Because clinical trials are conducted under widely varying conditions, adverse reaction rates observed in the clinical trials of a drug cannot be directly compared to rates in the clinical trials of another drug and may not reflect the rates observed in practice.
A total of 2,018 patients with chronic angina were treated with ranolazine in controlled clinical trials. Of the patients treated with Ranolazine, 1,026 were enrolled in three double-blind, placebo-controlled, randomized studies (CARISA, ERICA, MARISA) of up to 12 weeks duration. In addition, upon study completion, 1,251 patients received treatment with Ranolazine in open-label, long term studies; 1,227 patients were exposed to Ranolazine for more than 1 year, 613 patients for more than 2 years, 531 patients for more than 3 years, and 326 patients for more than 4 years.
At recommended doses, about 6% of patients discontinued treatment with Ranolazine because of an adverse event in controlled studies in angina patients compared to about 3% on placebo. The most common adverse events that led to discontinuation more frequently on Ranolazine than placebo were dizziness (1.3% versus 0.1%), nausea (1% versus 0%), asthenia, constipation, and headache (each about 0.5% versus 0%). Doses above 1000 mg twice daily are poorly tolerated.

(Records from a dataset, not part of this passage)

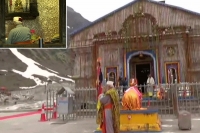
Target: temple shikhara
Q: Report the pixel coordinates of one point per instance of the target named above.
(140, 38)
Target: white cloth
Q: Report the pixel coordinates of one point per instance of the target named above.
(110, 83)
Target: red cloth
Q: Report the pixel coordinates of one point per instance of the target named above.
(136, 90)
(103, 124)
(99, 91)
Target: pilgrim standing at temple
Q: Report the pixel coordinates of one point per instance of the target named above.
(109, 110)
(20, 33)
(150, 83)
(125, 84)
(99, 77)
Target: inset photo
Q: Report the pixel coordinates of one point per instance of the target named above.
(33, 24)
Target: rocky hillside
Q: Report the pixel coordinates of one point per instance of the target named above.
(74, 21)
(49, 59)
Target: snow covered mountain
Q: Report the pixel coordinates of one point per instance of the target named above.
(29, 68)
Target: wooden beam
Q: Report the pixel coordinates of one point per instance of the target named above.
(2, 21)
(62, 21)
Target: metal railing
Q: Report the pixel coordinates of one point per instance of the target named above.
(167, 98)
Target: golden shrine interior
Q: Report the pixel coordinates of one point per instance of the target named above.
(39, 15)
(139, 38)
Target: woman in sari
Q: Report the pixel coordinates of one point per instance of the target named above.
(132, 97)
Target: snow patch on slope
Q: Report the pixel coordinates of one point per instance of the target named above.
(34, 69)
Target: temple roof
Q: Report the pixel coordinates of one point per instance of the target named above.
(127, 5)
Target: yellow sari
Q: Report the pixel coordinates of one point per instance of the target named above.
(115, 110)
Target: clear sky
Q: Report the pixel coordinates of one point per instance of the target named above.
(94, 9)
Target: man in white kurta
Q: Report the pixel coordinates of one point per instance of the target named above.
(150, 83)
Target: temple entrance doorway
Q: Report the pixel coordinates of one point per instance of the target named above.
(142, 72)
(140, 67)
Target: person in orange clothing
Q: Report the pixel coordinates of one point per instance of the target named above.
(108, 114)
(99, 78)
(132, 97)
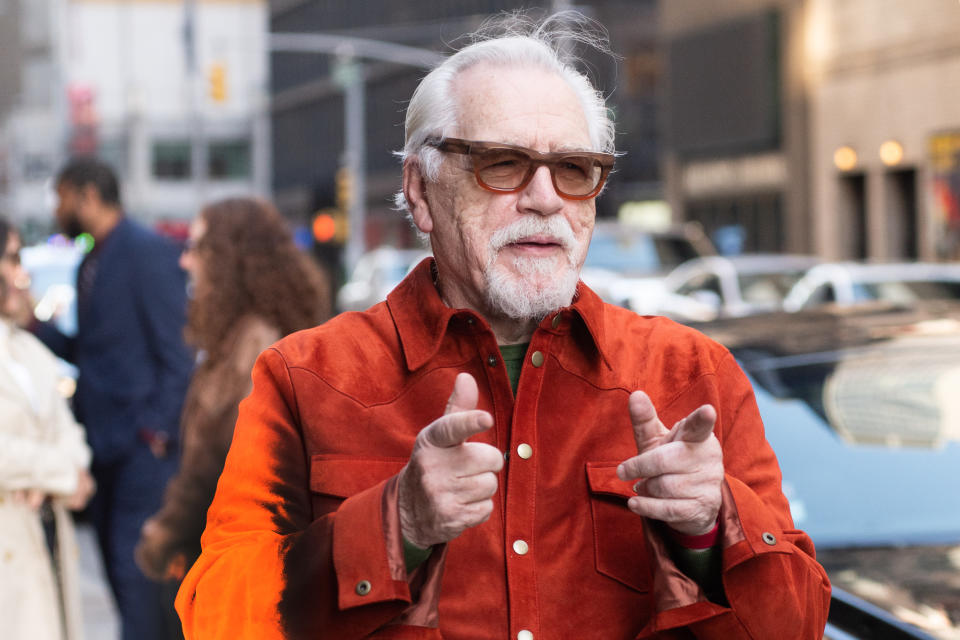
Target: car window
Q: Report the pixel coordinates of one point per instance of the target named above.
(767, 288)
(672, 251)
(862, 435)
(700, 282)
(626, 253)
(823, 294)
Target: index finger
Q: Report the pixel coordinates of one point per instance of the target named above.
(454, 428)
(696, 427)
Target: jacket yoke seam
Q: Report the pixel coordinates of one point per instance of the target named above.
(404, 389)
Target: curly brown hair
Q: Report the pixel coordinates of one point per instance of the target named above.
(252, 267)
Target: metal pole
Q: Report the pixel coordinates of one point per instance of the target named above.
(198, 146)
(350, 74)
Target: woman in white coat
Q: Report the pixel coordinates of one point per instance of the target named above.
(44, 459)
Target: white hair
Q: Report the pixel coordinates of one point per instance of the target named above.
(516, 40)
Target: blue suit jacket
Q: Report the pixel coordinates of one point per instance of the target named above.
(134, 365)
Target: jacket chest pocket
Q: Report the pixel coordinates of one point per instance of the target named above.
(620, 548)
(336, 477)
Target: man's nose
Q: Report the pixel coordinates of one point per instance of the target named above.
(540, 196)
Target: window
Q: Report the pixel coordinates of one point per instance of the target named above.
(171, 159)
(229, 159)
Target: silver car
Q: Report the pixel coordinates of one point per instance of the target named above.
(734, 286)
(848, 283)
(376, 273)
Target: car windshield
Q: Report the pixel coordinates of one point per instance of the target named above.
(636, 252)
(767, 288)
(868, 439)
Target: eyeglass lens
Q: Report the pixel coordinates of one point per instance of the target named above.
(509, 168)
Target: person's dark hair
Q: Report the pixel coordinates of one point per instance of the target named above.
(80, 172)
(252, 266)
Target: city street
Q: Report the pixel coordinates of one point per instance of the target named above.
(99, 613)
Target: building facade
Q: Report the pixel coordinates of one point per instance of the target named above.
(308, 100)
(819, 126)
(884, 82)
(172, 94)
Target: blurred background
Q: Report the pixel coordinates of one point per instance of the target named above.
(780, 155)
(807, 126)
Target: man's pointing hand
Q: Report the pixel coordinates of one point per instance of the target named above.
(679, 471)
(448, 484)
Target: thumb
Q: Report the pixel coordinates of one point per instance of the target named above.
(697, 426)
(647, 428)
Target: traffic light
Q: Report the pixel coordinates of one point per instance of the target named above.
(329, 226)
(217, 82)
(344, 180)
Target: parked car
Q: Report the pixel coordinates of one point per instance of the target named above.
(625, 264)
(862, 409)
(847, 283)
(734, 286)
(376, 273)
(52, 267)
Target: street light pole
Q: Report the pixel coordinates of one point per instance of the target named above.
(349, 73)
(198, 143)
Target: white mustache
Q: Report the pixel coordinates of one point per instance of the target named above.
(556, 227)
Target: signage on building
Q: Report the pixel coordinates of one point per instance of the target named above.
(762, 172)
(945, 192)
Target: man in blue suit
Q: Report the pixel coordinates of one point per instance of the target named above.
(133, 372)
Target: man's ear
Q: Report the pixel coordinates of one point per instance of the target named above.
(415, 191)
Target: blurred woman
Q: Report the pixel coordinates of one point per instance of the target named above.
(250, 287)
(44, 461)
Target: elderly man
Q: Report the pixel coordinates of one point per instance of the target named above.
(486, 454)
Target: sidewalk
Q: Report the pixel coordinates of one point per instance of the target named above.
(99, 611)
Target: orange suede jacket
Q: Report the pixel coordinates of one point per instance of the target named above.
(302, 539)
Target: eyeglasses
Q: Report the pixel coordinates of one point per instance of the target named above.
(191, 245)
(504, 168)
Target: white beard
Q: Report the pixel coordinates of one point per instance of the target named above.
(536, 291)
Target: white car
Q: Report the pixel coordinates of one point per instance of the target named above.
(625, 264)
(52, 268)
(733, 286)
(847, 283)
(377, 272)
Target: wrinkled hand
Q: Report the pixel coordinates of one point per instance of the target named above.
(86, 487)
(448, 484)
(680, 470)
(33, 498)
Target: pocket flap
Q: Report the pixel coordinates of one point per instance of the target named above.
(344, 476)
(602, 478)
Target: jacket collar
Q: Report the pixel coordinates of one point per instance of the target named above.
(422, 318)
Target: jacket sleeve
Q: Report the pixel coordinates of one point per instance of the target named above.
(206, 440)
(161, 303)
(268, 568)
(773, 585)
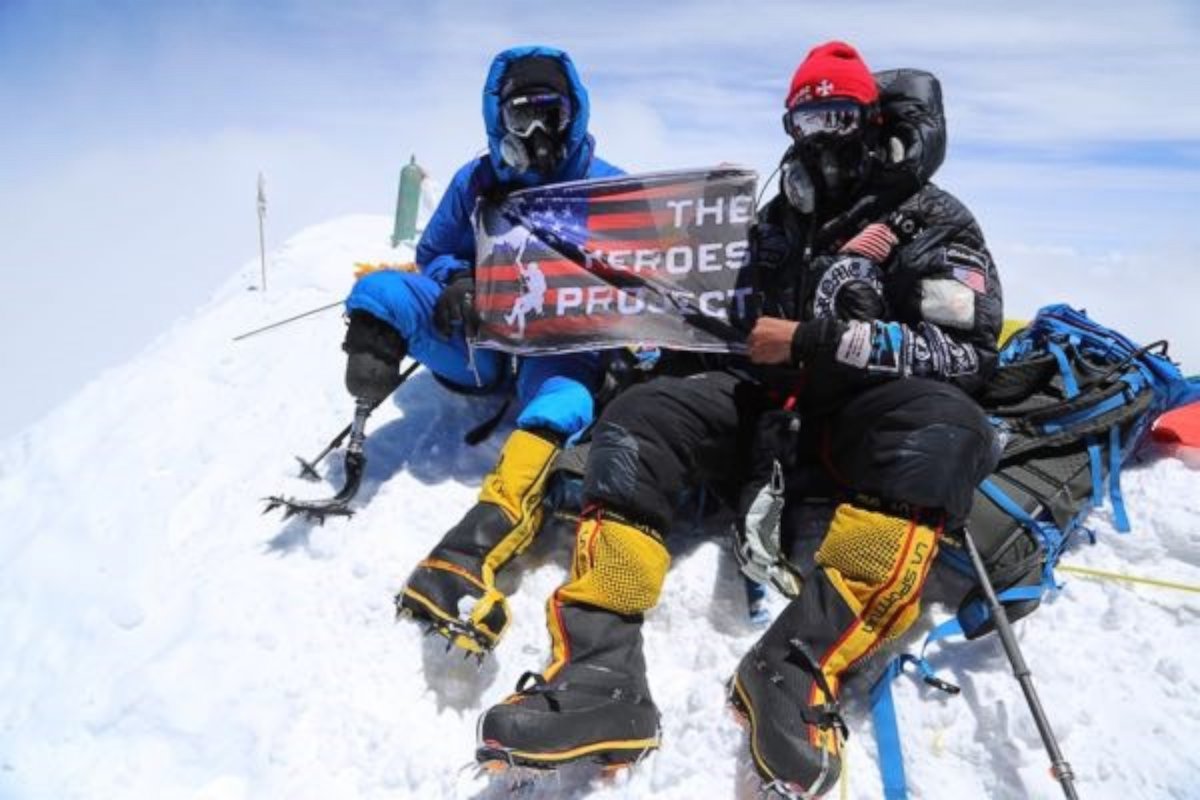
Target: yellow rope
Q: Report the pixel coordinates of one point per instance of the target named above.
(1129, 578)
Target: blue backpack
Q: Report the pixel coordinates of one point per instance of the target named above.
(1071, 401)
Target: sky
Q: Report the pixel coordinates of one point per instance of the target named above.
(133, 133)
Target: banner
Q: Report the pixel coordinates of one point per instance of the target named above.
(654, 259)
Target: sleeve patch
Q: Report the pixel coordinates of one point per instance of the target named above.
(946, 301)
(855, 346)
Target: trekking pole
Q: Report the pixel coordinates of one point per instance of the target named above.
(285, 322)
(1059, 767)
(309, 468)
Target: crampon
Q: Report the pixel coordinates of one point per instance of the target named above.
(519, 774)
(457, 633)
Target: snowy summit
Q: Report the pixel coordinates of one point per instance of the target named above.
(162, 638)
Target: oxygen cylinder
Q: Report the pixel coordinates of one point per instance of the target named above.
(408, 199)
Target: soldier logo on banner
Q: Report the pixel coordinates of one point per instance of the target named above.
(657, 260)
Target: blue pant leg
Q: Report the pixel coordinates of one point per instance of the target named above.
(406, 301)
(555, 391)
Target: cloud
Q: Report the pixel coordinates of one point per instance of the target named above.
(139, 130)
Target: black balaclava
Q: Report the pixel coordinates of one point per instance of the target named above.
(541, 150)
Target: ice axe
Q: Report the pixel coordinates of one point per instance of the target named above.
(1059, 767)
(355, 464)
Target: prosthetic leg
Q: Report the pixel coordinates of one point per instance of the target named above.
(593, 701)
(864, 590)
(454, 588)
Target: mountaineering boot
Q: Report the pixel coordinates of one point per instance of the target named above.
(593, 701)
(864, 590)
(454, 588)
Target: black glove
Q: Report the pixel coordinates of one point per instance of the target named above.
(757, 530)
(456, 306)
(768, 246)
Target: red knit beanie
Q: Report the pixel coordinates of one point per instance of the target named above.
(832, 70)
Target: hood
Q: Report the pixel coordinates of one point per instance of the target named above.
(579, 144)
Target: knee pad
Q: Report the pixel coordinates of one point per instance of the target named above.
(879, 564)
(617, 566)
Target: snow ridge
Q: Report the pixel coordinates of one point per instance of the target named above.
(163, 639)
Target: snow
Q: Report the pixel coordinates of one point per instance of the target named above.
(161, 638)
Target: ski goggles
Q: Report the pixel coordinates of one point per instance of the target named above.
(525, 114)
(837, 118)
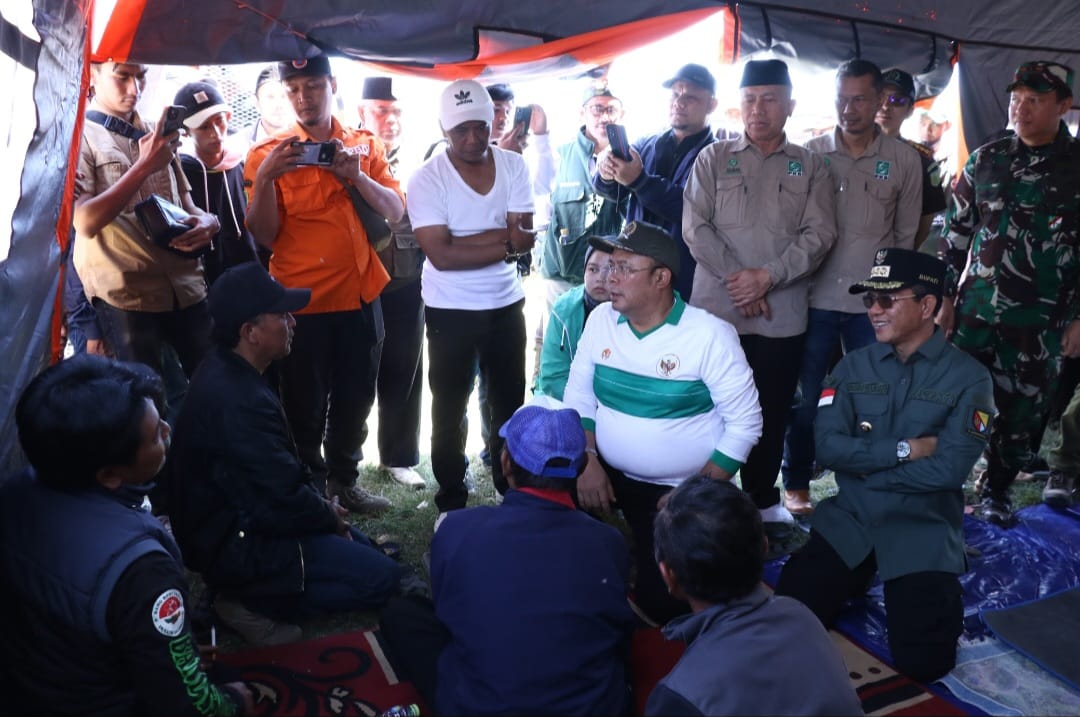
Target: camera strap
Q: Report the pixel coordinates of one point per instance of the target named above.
(115, 124)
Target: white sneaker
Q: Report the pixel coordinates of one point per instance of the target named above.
(406, 476)
(777, 513)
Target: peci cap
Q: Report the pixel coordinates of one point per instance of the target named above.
(200, 102)
(464, 100)
(645, 239)
(246, 291)
(544, 430)
(696, 75)
(318, 66)
(758, 72)
(899, 78)
(1043, 77)
(378, 88)
(596, 90)
(895, 269)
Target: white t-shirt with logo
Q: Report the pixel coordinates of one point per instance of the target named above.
(437, 195)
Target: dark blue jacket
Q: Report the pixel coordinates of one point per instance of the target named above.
(659, 200)
(61, 556)
(535, 597)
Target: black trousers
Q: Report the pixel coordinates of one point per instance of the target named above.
(923, 610)
(414, 638)
(457, 339)
(327, 388)
(400, 384)
(637, 500)
(775, 364)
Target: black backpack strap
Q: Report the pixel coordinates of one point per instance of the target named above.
(115, 124)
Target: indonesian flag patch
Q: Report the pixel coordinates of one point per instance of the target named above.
(169, 612)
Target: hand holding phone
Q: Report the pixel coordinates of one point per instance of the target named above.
(315, 153)
(172, 120)
(620, 146)
(523, 115)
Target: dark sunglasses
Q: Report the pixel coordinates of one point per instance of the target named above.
(885, 300)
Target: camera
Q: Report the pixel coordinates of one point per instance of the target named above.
(172, 120)
(315, 153)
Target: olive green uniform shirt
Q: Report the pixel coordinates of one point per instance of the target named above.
(742, 210)
(910, 514)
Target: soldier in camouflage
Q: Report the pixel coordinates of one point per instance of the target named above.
(1012, 231)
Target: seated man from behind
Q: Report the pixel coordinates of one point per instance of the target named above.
(93, 596)
(245, 509)
(567, 321)
(711, 548)
(901, 422)
(530, 612)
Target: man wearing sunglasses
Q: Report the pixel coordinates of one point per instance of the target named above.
(901, 422)
(898, 105)
(878, 203)
(1012, 239)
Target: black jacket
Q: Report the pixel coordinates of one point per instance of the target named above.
(240, 497)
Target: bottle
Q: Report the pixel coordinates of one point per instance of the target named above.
(402, 711)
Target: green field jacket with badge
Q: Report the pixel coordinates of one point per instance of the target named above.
(909, 514)
(577, 213)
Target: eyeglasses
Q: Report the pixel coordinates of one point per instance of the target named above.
(885, 300)
(624, 270)
(602, 110)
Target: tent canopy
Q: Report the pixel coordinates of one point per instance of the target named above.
(46, 43)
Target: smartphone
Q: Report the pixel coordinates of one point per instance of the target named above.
(523, 113)
(620, 147)
(315, 153)
(172, 120)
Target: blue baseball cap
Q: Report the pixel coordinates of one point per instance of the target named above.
(537, 434)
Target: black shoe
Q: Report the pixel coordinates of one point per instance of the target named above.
(997, 509)
(1061, 489)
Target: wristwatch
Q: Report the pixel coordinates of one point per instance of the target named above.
(903, 451)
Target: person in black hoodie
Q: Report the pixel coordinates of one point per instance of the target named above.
(216, 174)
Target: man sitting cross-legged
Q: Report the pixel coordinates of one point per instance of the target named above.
(530, 612)
(244, 506)
(711, 548)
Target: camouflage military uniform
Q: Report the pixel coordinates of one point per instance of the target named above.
(1015, 212)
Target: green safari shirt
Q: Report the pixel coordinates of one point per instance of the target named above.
(910, 514)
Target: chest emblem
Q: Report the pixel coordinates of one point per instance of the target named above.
(667, 365)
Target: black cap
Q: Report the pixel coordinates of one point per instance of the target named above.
(696, 75)
(320, 65)
(268, 73)
(246, 291)
(200, 102)
(899, 78)
(895, 269)
(378, 88)
(759, 72)
(645, 239)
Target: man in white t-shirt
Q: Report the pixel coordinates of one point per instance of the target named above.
(471, 208)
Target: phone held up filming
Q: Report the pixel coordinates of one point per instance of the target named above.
(620, 146)
(315, 153)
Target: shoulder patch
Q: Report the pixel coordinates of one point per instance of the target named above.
(980, 422)
(167, 613)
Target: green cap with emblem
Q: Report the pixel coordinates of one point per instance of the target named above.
(895, 269)
(645, 239)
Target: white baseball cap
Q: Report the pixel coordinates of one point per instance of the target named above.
(464, 100)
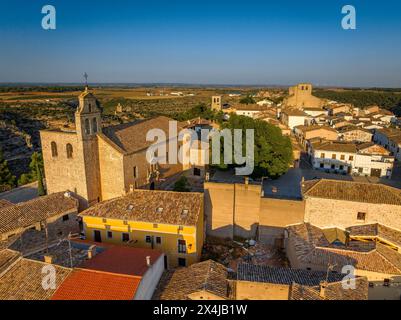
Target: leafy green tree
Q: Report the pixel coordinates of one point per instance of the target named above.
(181, 185)
(35, 174)
(247, 100)
(272, 151)
(6, 177)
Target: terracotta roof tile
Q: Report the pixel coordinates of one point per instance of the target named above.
(351, 191)
(312, 247)
(122, 260)
(333, 291)
(24, 214)
(94, 285)
(142, 205)
(131, 137)
(23, 281)
(207, 275)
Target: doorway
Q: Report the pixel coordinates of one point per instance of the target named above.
(97, 236)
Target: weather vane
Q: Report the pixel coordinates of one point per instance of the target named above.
(86, 79)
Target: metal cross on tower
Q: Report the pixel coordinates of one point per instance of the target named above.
(86, 79)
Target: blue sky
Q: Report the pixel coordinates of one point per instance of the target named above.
(206, 42)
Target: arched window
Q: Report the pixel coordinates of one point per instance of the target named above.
(69, 150)
(87, 126)
(53, 146)
(94, 125)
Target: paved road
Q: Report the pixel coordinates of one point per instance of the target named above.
(21, 194)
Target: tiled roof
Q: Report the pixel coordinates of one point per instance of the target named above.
(336, 146)
(304, 128)
(142, 205)
(94, 285)
(250, 107)
(312, 247)
(332, 291)
(351, 191)
(27, 213)
(23, 281)
(7, 258)
(203, 276)
(280, 275)
(352, 128)
(376, 230)
(122, 260)
(295, 112)
(131, 137)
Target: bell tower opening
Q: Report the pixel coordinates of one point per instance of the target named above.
(88, 115)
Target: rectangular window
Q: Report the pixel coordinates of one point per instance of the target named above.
(182, 262)
(196, 172)
(361, 216)
(182, 246)
(125, 237)
(135, 172)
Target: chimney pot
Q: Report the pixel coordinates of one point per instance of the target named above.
(323, 286)
(91, 251)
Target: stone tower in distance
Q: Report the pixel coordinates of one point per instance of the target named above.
(216, 103)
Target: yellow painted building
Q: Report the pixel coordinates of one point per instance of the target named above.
(172, 222)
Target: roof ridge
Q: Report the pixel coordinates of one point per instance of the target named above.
(108, 272)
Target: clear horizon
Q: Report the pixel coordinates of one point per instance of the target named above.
(260, 43)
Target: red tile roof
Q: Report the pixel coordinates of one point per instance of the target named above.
(94, 285)
(122, 260)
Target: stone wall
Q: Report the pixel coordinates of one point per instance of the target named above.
(64, 173)
(275, 215)
(232, 209)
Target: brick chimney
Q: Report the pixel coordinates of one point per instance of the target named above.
(91, 251)
(48, 258)
(323, 286)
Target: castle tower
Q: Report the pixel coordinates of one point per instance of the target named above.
(216, 103)
(88, 123)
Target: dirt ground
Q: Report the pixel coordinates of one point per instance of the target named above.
(230, 253)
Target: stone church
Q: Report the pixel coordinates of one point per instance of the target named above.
(102, 163)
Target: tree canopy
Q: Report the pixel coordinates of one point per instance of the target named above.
(247, 100)
(35, 174)
(272, 150)
(6, 177)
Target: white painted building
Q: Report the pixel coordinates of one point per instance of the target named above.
(365, 159)
(390, 139)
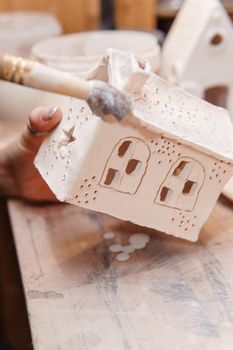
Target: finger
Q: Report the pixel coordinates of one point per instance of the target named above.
(41, 121)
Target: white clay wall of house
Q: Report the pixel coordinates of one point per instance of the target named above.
(85, 186)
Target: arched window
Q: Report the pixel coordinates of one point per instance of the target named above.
(126, 166)
(182, 185)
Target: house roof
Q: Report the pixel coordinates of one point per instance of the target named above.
(194, 17)
(166, 109)
(182, 115)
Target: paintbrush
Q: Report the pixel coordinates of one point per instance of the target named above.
(102, 98)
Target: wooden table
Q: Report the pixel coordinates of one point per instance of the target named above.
(172, 295)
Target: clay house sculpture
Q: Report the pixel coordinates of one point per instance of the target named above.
(163, 168)
(198, 52)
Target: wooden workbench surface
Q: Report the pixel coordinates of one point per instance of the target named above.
(172, 295)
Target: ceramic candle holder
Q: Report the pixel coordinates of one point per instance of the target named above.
(81, 52)
(164, 167)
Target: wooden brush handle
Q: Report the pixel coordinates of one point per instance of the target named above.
(39, 76)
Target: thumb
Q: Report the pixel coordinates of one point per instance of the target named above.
(41, 121)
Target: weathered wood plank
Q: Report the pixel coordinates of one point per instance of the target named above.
(174, 294)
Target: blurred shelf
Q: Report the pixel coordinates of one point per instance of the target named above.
(169, 8)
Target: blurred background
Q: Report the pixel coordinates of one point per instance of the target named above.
(68, 16)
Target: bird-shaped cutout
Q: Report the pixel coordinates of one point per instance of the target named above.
(68, 138)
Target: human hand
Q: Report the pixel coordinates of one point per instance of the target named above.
(18, 175)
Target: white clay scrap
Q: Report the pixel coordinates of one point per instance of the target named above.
(163, 168)
(115, 248)
(122, 257)
(139, 240)
(198, 52)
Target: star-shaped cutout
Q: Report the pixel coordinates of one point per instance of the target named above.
(68, 137)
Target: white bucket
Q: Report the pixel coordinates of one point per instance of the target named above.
(78, 53)
(19, 31)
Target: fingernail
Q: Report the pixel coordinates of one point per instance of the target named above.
(49, 113)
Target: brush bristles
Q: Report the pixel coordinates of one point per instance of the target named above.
(105, 100)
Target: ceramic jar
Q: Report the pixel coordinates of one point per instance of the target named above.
(78, 53)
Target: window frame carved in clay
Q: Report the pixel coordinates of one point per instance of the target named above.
(126, 166)
(181, 187)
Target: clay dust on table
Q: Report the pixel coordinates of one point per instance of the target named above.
(137, 241)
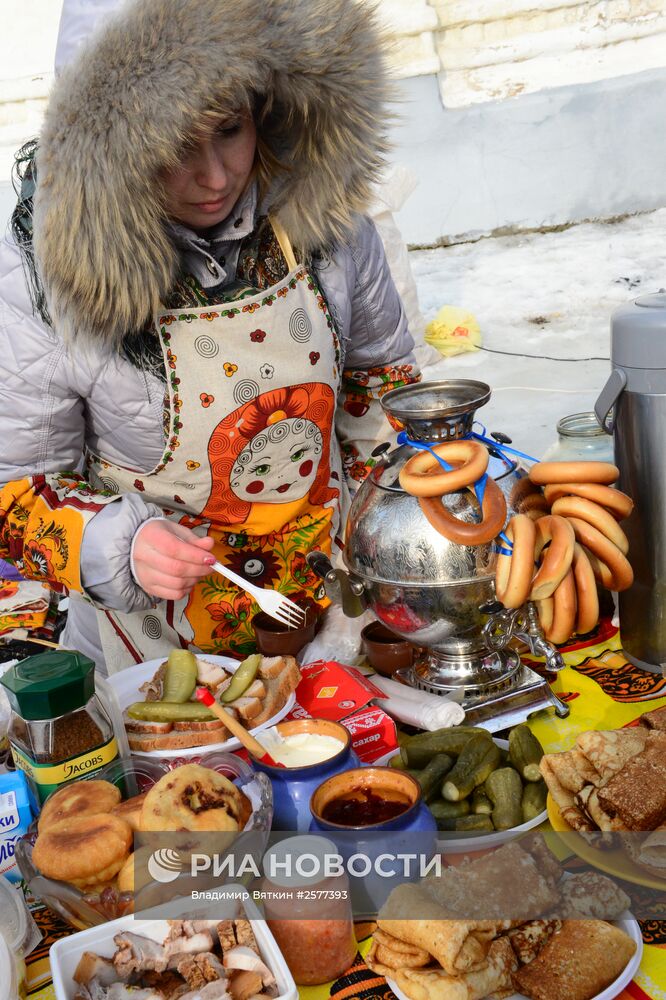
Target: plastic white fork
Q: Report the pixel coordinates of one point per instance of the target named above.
(274, 604)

In controlled clinical trials of angina patients, the most frequently reported treatment-emergent adverse reactions (> 4% and more common on Ranolazine than on placebo) were dizziness (6.2%), headache (5.5%), constipation (4.5%), and nausea (4.4%). Dizziness may be dose-related. In open-label, long term treatment studies, a similar adverse reaction profile was observed.
The following additional adverse reaction occurred at an incidence of 0.5 to 2.0% in patients treated with Ranolazine and were more frequent than the incidence observed in placebo-treated patients:
Cardiac Disorders: bradycardia, palpitations.
Ear and Labyrinth Disorders: tinnitus, vertigo.
Gastrointestinal Disorders: abdominal pain, dry mouth, vomiting.
General Disorders and Administrative Site Adverse Events: peripheral edema.
Respiratory, Thoracic, and Mediastinal Disorders: dyspnea.
Vascular Disorders: hypotension, orthostatic hypotension.
Other (< 0.5%) but potentially medically important adverse reactions observed more frequently with Ranolazine than placebo treatment in all controlled studies included: angioedema, renal failure, eosinophilia, blurred vision, confusional state, hematuria, hypoesthesia, paresthesia, tremor, pulmonary fibrosis, thrombocytopenia, leukopenia, and pancytopenia.
A large clinical trial in acute coronary syndrome patients was unsuccessful in demonstrating a benefit for Ranolazine, but there was no apparent proarrhythmic effect in these high-risk patients.
Laboratory Abnormalities: Ranolazine produces a small reductions in hemoglobin A1c. Ranolazine is not a treatment for diabetes.
Ranolazine produces elevations of serum creatinine by 0.1 mg/dL, regardless of previous renal function. The elevation has a rapid onset, shows no signs of progression during long-term therapy, is reversible after discontinuation of Ranolazine, and is not accompanied by changes in BUN. In healthy volunteers, Ranolazine 1000 mg twice daily had no effect upon the glomerular filtration rate. The elevated creatinine levels are likely due to a blockage of creatinine's tubular secretion by ranolazine or one of its metabolites.